With the final face-to-face signing of the U.S.-Iran agreement in Geneva on Friday, celebrations and competing interpretations of victory claimed by both sides of the conflict have come to an end.
This marks the beginning of a more realistic reading of the agreement, whose terms remain undisclosed, and the start of implementation mechanisms extending over 60 days.
These will serve as a true test of the agreement’s durability first, and of the feasibility of its execution and the commitment of its parties second.
Information emerging from behind the scenes suggests that implementation will begin on Saturday, unfolding along more than one track. In addition to the U.S.-Iran track, which is exclusively concerned with the interests of both countries and focuses on three priorities—the nuclear issue, freedom of navigation in the Strait of Hormuz, lifting sanctions on Tehran, and releasing its financial assets—a parallel regional track on regional security will also begin.

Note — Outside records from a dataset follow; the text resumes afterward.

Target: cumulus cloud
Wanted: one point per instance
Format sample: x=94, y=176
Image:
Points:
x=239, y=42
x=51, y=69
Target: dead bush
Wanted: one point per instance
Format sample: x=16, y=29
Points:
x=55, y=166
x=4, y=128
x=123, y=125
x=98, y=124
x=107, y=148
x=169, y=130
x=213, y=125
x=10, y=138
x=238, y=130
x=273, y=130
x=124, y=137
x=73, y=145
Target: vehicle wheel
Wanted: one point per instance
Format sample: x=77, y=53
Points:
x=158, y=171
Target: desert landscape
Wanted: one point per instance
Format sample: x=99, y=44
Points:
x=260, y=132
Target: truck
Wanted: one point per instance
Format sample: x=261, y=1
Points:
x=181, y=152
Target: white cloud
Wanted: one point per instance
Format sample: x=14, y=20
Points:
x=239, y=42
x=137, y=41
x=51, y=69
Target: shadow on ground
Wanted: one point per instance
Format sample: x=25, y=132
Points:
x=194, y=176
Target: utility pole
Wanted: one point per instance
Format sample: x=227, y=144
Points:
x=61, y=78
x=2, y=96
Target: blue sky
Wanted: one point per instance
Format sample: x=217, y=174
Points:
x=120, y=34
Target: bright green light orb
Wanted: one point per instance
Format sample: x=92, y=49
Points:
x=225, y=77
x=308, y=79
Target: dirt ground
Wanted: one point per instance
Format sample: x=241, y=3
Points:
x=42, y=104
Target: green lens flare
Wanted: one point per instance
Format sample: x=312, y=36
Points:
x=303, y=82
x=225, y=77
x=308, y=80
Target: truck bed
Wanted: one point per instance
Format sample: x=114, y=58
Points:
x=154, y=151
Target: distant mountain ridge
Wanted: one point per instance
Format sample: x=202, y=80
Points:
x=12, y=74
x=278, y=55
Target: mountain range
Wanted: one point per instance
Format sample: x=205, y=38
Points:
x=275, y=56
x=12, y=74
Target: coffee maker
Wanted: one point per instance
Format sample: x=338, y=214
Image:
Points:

Major countries such as Saudi Arabia, Turkey, Egypt, and Pakistan will take part in this track, engaging in dialogue with Iran on the future of the region and how to reintegrate Iran into the Sunni-majority regional framework, following the expansion of Iranian influence there.
According to the information, this track is expected to begin its activities in the Kingdom in its first meeting on Monday, aiming to discuss the Sunni-Shia situation and prevent any future attempts to destabilize it, amid significant fears of U.S. and Israeli encouragement of such dynamics, which began to surface following Iranian attacks on Gulf countries and the latter’s refusal to engage in war.

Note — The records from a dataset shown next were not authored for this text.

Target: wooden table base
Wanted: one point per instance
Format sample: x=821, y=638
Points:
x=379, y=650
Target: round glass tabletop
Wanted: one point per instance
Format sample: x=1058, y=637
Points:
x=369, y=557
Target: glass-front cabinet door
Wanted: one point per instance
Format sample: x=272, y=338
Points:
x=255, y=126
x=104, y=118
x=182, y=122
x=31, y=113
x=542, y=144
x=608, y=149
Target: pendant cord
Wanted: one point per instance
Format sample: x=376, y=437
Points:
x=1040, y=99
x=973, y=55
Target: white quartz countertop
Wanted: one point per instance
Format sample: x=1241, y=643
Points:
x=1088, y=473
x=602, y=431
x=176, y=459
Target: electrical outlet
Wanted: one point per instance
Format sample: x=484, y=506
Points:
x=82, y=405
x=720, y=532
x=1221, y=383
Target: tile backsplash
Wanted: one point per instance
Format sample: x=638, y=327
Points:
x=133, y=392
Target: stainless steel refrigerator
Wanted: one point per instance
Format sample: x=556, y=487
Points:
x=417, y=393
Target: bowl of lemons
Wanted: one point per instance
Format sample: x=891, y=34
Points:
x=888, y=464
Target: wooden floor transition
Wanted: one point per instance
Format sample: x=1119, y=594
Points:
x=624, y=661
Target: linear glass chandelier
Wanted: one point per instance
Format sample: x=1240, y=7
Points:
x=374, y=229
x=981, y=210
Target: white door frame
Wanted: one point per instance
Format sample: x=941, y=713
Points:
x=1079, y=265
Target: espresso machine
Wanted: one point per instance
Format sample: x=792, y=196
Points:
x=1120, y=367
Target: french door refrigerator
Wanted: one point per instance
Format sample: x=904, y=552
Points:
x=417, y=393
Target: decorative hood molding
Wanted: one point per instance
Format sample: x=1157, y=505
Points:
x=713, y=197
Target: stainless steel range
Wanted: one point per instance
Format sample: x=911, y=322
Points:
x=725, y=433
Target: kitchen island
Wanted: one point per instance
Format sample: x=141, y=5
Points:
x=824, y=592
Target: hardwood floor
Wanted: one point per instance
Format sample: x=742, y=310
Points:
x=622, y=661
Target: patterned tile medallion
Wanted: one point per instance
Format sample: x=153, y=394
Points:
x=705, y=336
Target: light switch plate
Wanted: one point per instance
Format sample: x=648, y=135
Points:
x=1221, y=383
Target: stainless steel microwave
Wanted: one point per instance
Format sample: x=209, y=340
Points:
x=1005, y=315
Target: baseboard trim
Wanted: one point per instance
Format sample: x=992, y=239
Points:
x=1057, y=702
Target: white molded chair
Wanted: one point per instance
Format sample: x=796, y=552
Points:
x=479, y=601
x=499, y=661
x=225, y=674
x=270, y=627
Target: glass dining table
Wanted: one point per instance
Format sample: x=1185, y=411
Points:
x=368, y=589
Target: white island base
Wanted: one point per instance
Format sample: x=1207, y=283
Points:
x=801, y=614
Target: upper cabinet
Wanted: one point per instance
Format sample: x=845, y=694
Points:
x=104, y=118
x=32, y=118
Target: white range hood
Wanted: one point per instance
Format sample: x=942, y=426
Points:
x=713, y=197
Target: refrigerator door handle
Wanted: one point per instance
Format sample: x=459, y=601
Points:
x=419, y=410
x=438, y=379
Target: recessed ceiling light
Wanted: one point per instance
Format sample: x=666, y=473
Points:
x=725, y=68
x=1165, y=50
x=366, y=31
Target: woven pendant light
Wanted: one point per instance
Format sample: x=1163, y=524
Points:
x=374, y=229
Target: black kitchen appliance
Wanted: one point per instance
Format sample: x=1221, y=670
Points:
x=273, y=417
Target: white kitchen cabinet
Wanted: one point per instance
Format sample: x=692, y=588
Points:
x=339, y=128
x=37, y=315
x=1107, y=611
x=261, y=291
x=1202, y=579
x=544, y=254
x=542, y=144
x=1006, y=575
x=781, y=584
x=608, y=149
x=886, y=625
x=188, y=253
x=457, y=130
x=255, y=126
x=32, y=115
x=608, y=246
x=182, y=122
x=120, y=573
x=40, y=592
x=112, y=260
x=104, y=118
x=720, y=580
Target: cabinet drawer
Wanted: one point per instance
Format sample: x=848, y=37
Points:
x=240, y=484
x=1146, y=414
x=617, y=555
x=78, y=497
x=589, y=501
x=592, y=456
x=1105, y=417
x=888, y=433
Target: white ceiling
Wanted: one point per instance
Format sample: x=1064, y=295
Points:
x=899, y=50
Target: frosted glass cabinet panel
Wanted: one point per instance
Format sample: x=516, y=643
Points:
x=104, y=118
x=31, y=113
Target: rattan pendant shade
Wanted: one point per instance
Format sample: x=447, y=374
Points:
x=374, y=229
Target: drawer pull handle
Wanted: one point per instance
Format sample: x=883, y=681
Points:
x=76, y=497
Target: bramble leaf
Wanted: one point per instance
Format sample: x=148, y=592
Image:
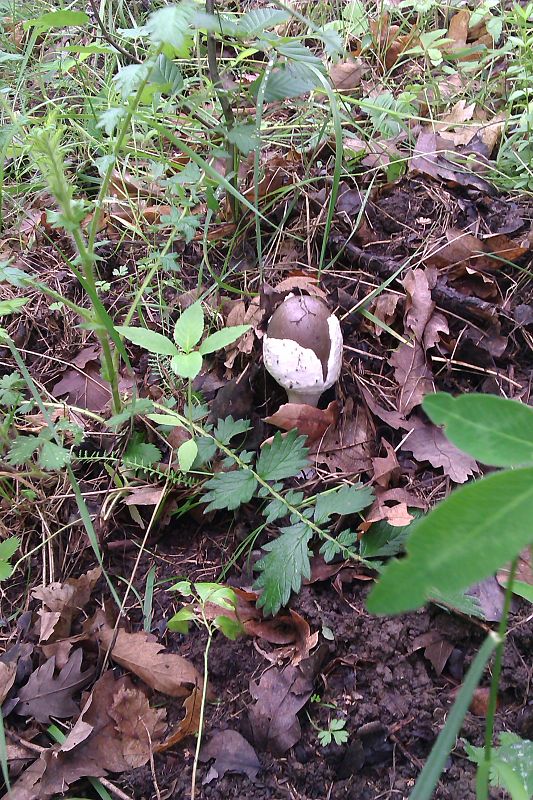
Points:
x=284, y=458
x=230, y=489
x=283, y=567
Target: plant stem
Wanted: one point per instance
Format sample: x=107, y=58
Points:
x=212, y=66
x=483, y=772
x=202, y=705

This track takes on a regional aspect with a Sunni orientation rather than a purely Gulf one, especially as some Gulf countries such as Oman, the UAE, and Qatar are excluded from it. Washington seeks to participate in these meetings, but Iran completely rejects this.
With the launch of these two tracks addressing the repercussions of war, questions arise about Lebanon’s position and Israel’s current refusal to comply with what the Islamabad agreement commits it to regarding the ceasefire in Lebanon. An Arab ambassador in Lebanon, who declined to be identified, stated that Lebanon will be a key item on the agenda of the Arab-Iranian track, noting that this issue will crystallize during the fifth round of Lebanon’s negotiations with Israel in Washington. New ideas will be proposed at the table aimed at achieving a breakthrough or progress in solidifying the ceasefire and ensuring the commencement of Israeli withdrawal.

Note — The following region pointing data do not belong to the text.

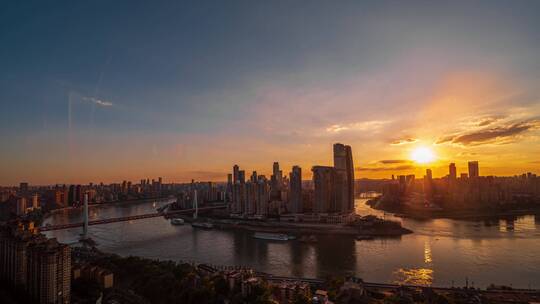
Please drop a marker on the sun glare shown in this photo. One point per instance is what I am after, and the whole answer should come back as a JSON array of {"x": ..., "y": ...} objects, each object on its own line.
[{"x": 422, "y": 155}]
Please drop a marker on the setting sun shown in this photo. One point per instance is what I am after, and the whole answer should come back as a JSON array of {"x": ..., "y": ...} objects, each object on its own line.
[{"x": 422, "y": 155}]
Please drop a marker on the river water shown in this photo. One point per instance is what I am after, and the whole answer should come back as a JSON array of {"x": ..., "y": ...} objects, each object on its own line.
[{"x": 440, "y": 252}]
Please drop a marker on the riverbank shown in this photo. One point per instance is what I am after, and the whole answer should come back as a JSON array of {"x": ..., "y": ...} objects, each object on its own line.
[
  {"x": 305, "y": 228},
  {"x": 423, "y": 214},
  {"x": 92, "y": 205}
]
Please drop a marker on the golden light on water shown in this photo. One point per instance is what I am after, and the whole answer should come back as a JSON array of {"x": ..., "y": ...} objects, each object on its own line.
[{"x": 423, "y": 155}]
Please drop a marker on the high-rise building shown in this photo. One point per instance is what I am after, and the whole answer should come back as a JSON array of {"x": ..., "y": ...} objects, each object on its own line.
[
  {"x": 49, "y": 272},
  {"x": 263, "y": 193},
  {"x": 473, "y": 169},
  {"x": 296, "y": 190},
  {"x": 452, "y": 172},
  {"x": 41, "y": 266},
  {"x": 429, "y": 174},
  {"x": 235, "y": 173},
  {"x": 324, "y": 196},
  {"x": 23, "y": 188},
  {"x": 276, "y": 179},
  {"x": 344, "y": 177}
]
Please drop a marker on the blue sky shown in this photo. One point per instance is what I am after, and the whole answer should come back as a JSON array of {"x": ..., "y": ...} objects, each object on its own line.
[{"x": 106, "y": 90}]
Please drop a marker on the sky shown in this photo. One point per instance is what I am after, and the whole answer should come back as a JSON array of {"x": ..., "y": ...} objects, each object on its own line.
[{"x": 105, "y": 91}]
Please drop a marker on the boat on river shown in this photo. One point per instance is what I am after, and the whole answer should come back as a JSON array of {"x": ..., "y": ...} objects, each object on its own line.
[
  {"x": 272, "y": 236},
  {"x": 202, "y": 225},
  {"x": 177, "y": 221}
]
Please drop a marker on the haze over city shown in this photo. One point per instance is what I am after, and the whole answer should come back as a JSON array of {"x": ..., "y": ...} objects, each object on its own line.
[{"x": 103, "y": 92}]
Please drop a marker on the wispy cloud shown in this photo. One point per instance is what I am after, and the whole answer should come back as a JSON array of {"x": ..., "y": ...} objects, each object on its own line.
[
  {"x": 499, "y": 134},
  {"x": 394, "y": 161},
  {"x": 388, "y": 165},
  {"x": 370, "y": 125},
  {"x": 98, "y": 102},
  {"x": 391, "y": 168},
  {"x": 403, "y": 141}
]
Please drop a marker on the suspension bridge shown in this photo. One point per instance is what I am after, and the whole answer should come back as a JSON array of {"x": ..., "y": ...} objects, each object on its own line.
[{"x": 86, "y": 222}]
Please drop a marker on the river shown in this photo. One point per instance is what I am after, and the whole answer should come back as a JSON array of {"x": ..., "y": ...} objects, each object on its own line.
[{"x": 440, "y": 252}]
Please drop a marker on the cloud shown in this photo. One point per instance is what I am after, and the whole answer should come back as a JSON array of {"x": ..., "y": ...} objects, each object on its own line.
[
  {"x": 499, "y": 134},
  {"x": 370, "y": 125},
  {"x": 488, "y": 121},
  {"x": 380, "y": 169},
  {"x": 205, "y": 175},
  {"x": 98, "y": 102},
  {"x": 394, "y": 161},
  {"x": 403, "y": 141},
  {"x": 389, "y": 165}
]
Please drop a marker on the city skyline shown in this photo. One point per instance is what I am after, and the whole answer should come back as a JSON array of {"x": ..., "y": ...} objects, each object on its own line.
[{"x": 121, "y": 96}]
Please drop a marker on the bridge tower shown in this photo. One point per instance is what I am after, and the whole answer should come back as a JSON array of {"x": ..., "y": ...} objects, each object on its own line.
[
  {"x": 85, "y": 215},
  {"x": 195, "y": 204}
]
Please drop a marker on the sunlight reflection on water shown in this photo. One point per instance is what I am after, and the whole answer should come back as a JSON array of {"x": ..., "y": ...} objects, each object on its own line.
[{"x": 412, "y": 276}]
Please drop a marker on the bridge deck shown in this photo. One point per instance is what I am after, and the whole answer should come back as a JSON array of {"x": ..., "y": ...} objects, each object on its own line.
[{"x": 124, "y": 218}]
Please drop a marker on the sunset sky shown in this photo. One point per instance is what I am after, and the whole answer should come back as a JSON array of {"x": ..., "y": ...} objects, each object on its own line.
[{"x": 95, "y": 91}]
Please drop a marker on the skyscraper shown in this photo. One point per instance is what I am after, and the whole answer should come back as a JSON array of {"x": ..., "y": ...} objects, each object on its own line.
[
  {"x": 41, "y": 266},
  {"x": 235, "y": 173},
  {"x": 452, "y": 172},
  {"x": 473, "y": 169},
  {"x": 344, "y": 177},
  {"x": 296, "y": 189},
  {"x": 324, "y": 195}
]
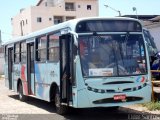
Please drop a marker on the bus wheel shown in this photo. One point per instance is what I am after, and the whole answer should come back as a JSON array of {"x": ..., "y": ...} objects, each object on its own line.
[
  {"x": 60, "y": 109},
  {"x": 22, "y": 97}
]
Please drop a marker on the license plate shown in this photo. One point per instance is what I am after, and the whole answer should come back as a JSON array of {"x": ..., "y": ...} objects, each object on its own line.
[{"x": 119, "y": 97}]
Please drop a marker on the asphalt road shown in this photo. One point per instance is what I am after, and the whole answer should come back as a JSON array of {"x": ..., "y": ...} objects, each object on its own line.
[{"x": 33, "y": 109}]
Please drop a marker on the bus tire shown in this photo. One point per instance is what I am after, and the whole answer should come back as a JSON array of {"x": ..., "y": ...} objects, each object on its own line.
[
  {"x": 60, "y": 109},
  {"x": 22, "y": 97}
]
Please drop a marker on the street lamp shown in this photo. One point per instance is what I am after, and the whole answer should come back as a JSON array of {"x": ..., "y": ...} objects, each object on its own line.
[
  {"x": 135, "y": 9},
  {"x": 113, "y": 9}
]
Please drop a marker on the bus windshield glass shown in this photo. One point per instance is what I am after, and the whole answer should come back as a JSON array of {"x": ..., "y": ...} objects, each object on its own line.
[{"x": 112, "y": 55}]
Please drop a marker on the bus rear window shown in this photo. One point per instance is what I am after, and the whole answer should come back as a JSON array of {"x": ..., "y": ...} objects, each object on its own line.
[{"x": 108, "y": 26}]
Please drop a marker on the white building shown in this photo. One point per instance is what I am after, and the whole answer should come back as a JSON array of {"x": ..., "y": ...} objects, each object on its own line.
[{"x": 49, "y": 12}]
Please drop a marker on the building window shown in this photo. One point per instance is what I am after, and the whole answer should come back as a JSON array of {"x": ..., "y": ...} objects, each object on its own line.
[
  {"x": 46, "y": 4},
  {"x": 89, "y": 7},
  {"x": 16, "y": 53},
  {"x": 58, "y": 19},
  {"x": 53, "y": 48},
  {"x": 50, "y": 19},
  {"x": 69, "y": 6},
  {"x": 69, "y": 18},
  {"x": 23, "y": 52},
  {"x": 41, "y": 48},
  {"x": 39, "y": 19},
  {"x": 6, "y": 54}
]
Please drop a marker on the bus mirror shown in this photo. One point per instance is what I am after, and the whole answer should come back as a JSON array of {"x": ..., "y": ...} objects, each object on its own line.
[{"x": 75, "y": 36}]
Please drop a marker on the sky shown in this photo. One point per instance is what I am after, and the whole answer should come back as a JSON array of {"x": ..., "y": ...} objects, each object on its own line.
[{"x": 9, "y": 8}]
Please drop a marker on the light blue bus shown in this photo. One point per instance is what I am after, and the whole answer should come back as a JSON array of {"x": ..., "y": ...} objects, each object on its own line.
[{"x": 81, "y": 63}]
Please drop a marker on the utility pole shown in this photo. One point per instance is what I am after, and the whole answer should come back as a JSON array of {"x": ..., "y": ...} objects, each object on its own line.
[
  {"x": 0, "y": 38},
  {"x": 113, "y": 9}
]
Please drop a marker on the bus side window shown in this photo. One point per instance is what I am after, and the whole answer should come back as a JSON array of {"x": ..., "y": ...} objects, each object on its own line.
[
  {"x": 23, "y": 52},
  {"x": 6, "y": 54},
  {"x": 53, "y": 48},
  {"x": 41, "y": 45},
  {"x": 17, "y": 53}
]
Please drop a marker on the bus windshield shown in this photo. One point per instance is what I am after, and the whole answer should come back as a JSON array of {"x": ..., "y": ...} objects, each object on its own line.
[{"x": 112, "y": 55}]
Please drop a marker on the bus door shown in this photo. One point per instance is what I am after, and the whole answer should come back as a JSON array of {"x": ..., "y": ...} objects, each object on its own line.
[
  {"x": 10, "y": 66},
  {"x": 66, "y": 68},
  {"x": 30, "y": 68}
]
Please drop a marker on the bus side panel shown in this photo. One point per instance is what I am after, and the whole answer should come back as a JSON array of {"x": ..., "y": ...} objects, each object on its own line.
[
  {"x": 53, "y": 74},
  {"x": 23, "y": 77},
  {"x": 16, "y": 76},
  {"x": 6, "y": 75},
  {"x": 41, "y": 88}
]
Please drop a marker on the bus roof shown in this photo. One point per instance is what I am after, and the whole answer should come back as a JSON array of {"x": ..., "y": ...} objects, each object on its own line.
[{"x": 67, "y": 24}]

Before discussing the new ideas to be deliberated, the ambassador affirms a set of “no’s” that will govern the Lebanese scene in the coming stage. The first is that there will be no disarmament of Hezbollah under any pretext after the Islamabad agreement, which will strengthen Iran’s hold over its Lebanese arm after acknowledging its loss of its Yemeni and Iraqi arms, despite Iran’s massive investments in the party over the past four decades to achieve what it has today.
This means that the Lebanese authorities and friendly countries concerned with the country will need to find a formula or mechanism that strips the weapons of their functional military nature, limiting them solely to confronting Israel, recognizing that this will face significant challenges and will not be easy to address.
This leads to the second “no”: there will be no Israeli withdrawal in the foreseeable future from the occupied Lebanese territories, necessitating perhaps a return to a step-by-step policy, with trial areas serving as models in this context to activate implementation mechanisms for withdrawal, possibly linked to the formation of a multinational force currently under consideration.
Conversely, the Arab ambassador does not foresee the party pushing to topple the government, leading to a third “no”—no change of government, which was a target of the recent Saudi movement. There is a Saudi-Iranian understanding on this issue, which also includes avoiding the descent of the Lebanese arena into civil war.
The ambassador reveals that the entry of the Speaker of Parliament Nabih Berri into direct negotiations with Washington, presenting a proposal to be discussed in forthcoming negotiation meetings, reflects the party’s engagement in negotiations alongside U.S. involvement, increasing the chances of reaching an understanding under the title of halting hostilities between Lebanon and Israel.